To relate, or not to relate, that's the question

Hi,
Relation is one of the best features of Glide. But, it’s also one of the heaviest computing tasks for the Glide engine. It can directly effect the speed of the app.

Assuming our Glide App will reach thousands of rows (or more), should we prefer to avoid using relations? The alternative is to duplicate the required information on every single table we need it.

To better explain, here’s an example for a list of table inside an app:

  1. client information (thousands)
  2. client events/meetings/etc. (hundreds)
  3. client meeting/call summary (thousands)
  4. client documents (thousands)
    and many more.
    The connecting thread is always the client ID, showing up on each of these tables. If we want to show details for a meetings summary, we’ll need to create a relation inside table 3, which will relate between the client ID column in table 1 and table 3.
    Or, we can add more columns to table 3, such as client name, client phone number, etc.

Yes, It’s like putting training wheels on a brand new race car.
Thoughts?
Ideas?
Alternatives?

Thanks

Glide only calculates the relations required to show the current screen. In your example, relations will be calculated efficiently.

3 Likes

Oh, so it’s not computing all the relations with each change in the database?
Could you perhaps provide an example for when NOT to use relations, but have duplicate data instead? (or any other solution)

This is bringing us back to the discussions about the 25K limit.

I personally don’t think there is really any case where duplicating data is a good thing. At least not in respect to good database design. However, a case where I do technically duplicate data in my app is with lesson tracking. When a lesson is taught, a price is attached to that lesson and it’s based on a coach’s current pricing structure. Now, I could use a relation to link that lesson to the related price, but in the future, the coach’s pricing structure will change, and I don’t want new prices to affect old lessons. In that case I duplicate the price for the lesson at the time it was taught.

So, I would say duplicate data if you intend the duplicate data to be static and not dependent on a related table. Basically, you expect it to potentially not match anything in the future, or have a rock solid plan to update that duplicated data if necessary.

Use relations if you want to reliably maintain database integrity and a change to a row in one table will be visible in all other tables that have a relation established.

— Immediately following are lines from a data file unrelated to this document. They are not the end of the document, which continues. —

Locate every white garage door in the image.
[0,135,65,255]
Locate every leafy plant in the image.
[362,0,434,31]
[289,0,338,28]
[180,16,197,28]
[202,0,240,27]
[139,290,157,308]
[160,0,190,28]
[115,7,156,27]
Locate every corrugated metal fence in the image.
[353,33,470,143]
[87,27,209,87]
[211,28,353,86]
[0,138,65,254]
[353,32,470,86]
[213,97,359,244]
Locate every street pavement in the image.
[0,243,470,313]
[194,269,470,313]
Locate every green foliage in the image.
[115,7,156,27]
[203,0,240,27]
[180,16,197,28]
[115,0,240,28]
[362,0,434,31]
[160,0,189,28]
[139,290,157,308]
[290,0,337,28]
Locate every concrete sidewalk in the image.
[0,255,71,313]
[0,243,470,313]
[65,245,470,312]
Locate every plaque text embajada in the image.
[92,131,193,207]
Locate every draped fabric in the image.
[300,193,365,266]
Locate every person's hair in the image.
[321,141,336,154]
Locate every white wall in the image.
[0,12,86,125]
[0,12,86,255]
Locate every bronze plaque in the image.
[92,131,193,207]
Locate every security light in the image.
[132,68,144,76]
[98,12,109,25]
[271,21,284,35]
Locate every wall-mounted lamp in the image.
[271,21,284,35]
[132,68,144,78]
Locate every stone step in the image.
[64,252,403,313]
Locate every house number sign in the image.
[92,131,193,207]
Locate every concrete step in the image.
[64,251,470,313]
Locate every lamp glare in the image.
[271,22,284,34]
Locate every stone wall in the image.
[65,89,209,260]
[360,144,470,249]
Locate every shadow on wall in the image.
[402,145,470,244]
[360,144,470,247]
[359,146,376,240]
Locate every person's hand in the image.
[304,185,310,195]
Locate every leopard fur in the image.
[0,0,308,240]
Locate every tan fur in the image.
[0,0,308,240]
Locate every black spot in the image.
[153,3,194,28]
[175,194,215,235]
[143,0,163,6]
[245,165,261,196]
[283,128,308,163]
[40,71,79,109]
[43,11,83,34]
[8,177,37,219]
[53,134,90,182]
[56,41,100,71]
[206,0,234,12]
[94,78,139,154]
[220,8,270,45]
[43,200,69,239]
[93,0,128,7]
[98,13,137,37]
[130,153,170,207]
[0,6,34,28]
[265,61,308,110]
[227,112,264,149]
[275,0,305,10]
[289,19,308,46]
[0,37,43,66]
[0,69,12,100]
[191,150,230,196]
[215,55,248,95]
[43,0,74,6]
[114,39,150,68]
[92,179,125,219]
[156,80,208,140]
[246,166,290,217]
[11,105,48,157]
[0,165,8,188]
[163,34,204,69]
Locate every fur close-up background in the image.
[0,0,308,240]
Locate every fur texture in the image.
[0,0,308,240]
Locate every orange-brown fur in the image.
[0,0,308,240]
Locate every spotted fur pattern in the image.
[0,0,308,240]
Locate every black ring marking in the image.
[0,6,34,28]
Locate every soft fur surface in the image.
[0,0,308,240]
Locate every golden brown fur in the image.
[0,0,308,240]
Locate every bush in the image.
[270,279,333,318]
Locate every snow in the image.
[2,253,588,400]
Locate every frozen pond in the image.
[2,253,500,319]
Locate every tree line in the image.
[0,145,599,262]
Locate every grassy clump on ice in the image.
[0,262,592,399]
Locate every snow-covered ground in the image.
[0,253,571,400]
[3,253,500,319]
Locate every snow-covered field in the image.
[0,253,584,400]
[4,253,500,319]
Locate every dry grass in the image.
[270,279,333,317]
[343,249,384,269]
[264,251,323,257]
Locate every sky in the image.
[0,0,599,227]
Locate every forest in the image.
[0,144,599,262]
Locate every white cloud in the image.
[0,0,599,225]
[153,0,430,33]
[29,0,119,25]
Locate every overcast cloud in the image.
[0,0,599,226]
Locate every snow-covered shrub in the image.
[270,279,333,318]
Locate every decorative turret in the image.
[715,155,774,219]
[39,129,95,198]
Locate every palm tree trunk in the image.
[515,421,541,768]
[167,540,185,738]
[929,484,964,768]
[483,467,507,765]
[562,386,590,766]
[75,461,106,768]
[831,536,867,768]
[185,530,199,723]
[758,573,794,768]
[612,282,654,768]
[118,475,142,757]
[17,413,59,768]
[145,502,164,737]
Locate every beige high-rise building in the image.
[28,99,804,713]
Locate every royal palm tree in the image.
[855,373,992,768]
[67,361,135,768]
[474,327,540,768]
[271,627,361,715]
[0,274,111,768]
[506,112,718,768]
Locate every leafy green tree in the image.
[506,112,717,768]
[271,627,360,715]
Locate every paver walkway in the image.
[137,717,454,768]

When an app is opened, all data is downloaded, but not necessarily computed. Then, when a table is accessed in any way through the app, such as opening a tab that uses a particular table, then I believe all computed columns (e.g. Relations) in that table will initially compute to make sure any filters, or visibility, or anything else that uses computed columns is computed before displaying anything in the screen. While the app is open and changes are made to a specific row, I believe only rows affected by that change will recompute, so it’s not a full database computation again. Only what’s affected by that changed data. I observe much faster response times after my app is loaded and all of the tables have been accessed at least once. I have one particular tab in my app that is slow to load initially, but subsequent use of that tab has normal response times, until the app is closed and reopened again.

If I have any advice, it would be to try to avoid using computed values as the source or destination value of a relation. That means that all computations would have to loop through all rows before looping through again so relations can build. It ends up being an exponential number of loops whenever a new row is added. Or, just watch for any computations that rely on large chunks of data to be computed first. I feel like computations that are dependent on other computations can exponentially compound into a large set of calculations that take much longer to complete.

4 Likes

Wow!
Now that’s a detailed response :slight_smile:
Thank you very much for these great insights.

Have you gotten any closer to figuring out what is the root cause of these delays? Even better, how to avoid it?

1 Like

In my case, I have around 8k rows in one table that belong to one user. That table is linked through relations to at least 4 or 5 other tables, one of which is around 2k rows. Some of those other tables also link to each other, so it’s a big circle of interlinking tables.

Of the bigger three tables, one contains a list of billing cycles for each coach, another table contains each lesson that was taught by a coach to a student, and the last table is a google sheet query that builds a list of unique coach/billing cycle/student combinations. All of this is to track lessons, and calculate invoices to bill each student per billing cycle, per coach.

The math is simple, but all individual lesson amounts need to calculate before the amounts per coach/billing cycle/student can calculate, and before the totals for the entire coach/billing cycle can calculate. I couldn’t even tell you how many times it’s iterating through that data to come up with those totals, but I’m sure it’s quite a lot.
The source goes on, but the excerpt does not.